Another funny thing that happens at borders is opening and closing hours. Not very often, but sometimes. The border between Turkmenistan and Uzbekistan closes for lunch at 1pm. The border guards all come in to the one restaurant and sit in the shade and have lunch. I know, I was there. The border between China and Mongolia does not open till 10am. So we raced there in a bus at breakneck speed (pausing only twice for reasons that remain mysterious), only to wait in line for an hour or two.
Then we waited in some more lines. Why not? We were getting good at it. The line for Mongolian customs (very uninterested). The line for Mongolian immigration (slightly more interested, since we had overstayed our visas by one day, but only long enough to decide they didn’t care enough to do anything). The line for China immigration (in which I realised I had left my boots on the train in Mongolia – so close (visible even) but also impossibly distant), and the line for Chinese customs (again, not very interested).
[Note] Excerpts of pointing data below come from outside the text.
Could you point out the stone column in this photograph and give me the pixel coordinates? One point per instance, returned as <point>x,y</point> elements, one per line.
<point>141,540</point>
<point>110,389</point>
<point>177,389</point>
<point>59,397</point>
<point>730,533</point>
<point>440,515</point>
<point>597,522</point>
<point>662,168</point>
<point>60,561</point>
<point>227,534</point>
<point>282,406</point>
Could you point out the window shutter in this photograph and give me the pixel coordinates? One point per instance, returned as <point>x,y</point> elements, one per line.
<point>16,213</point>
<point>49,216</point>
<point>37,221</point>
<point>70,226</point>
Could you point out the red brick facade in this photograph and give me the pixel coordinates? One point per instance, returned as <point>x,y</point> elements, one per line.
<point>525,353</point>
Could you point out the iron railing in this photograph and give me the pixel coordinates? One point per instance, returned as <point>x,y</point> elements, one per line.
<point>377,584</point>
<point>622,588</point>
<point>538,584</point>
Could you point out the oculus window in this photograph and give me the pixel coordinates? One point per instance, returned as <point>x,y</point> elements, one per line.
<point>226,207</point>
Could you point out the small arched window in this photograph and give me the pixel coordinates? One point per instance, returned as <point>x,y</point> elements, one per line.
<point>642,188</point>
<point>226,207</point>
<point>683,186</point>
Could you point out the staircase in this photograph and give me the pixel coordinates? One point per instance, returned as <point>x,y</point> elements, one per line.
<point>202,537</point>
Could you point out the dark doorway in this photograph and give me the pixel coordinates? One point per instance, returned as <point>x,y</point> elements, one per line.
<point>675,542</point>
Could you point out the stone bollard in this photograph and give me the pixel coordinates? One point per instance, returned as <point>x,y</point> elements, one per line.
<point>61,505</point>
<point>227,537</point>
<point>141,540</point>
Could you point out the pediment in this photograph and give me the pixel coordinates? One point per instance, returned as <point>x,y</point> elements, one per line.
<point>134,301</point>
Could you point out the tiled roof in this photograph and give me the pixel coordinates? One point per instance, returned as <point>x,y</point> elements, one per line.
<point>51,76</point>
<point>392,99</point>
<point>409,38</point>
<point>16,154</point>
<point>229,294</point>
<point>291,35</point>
And suddenly, China! Energy, bustle, heat, action, dust, straight roads with streetlights, people trying to sell me water when I already have a bottle in my hand, the unfortunate taxi-driver we refused to pay because he took us to the bus station not the train station (even though there were no trains so we would have had to go to the bus station anyway – sometimes travellers can mean, and he only wanted 25 cents), the money changing merchants who cheat outrageously on the rate, and then try to give less than they have agreed anyway.
Ah China, already I can see why I like travelling here. A scam every moment of the day. But with a smile.
Eventually we reach Datong (where we went to see the Bhuddist carvings in the famous grottos whose name escapes me). Find a hotel. Realise we have no money to pay. Embark on a ridiculous midnight ramble to try to find an open bank that will change our money. Without success. Well, we found a bank, but they could not help us. Not till tomorrow morning. What difference do those 8 hours make, we wonder?
But a day can not be all bad if it ends with dumplings and beer.
Day two starts with an extension on the money changing saga (no bank will change money without seeing my passport, but I can not take my passport from the hotel because I can not pay them unless I change money) resolved only by making a scene (often good to be a rambunctious foreigner in China – rules often change quickly in the face of resistance). Then the grottos, some chill out time (although not very chill out at 35 degrees and very humid), a seafood feast fit for a king that cost hardly anything, and, at last, an overnight train to Beijing. Again the taxi mafia are moronic (demanding ten times the normal fare, and therefore spending a lot of time sitting on the pavement waiting for stupid or rich customers). And eventually, after some crazy driving, the homecoming smell of the stinky canal, and the peace and quiet (like the grave, actually, SARS has killed off all the tourists, it seems) of the Jing hua international youth hostel.
It’s nice to be home. Well, homeish.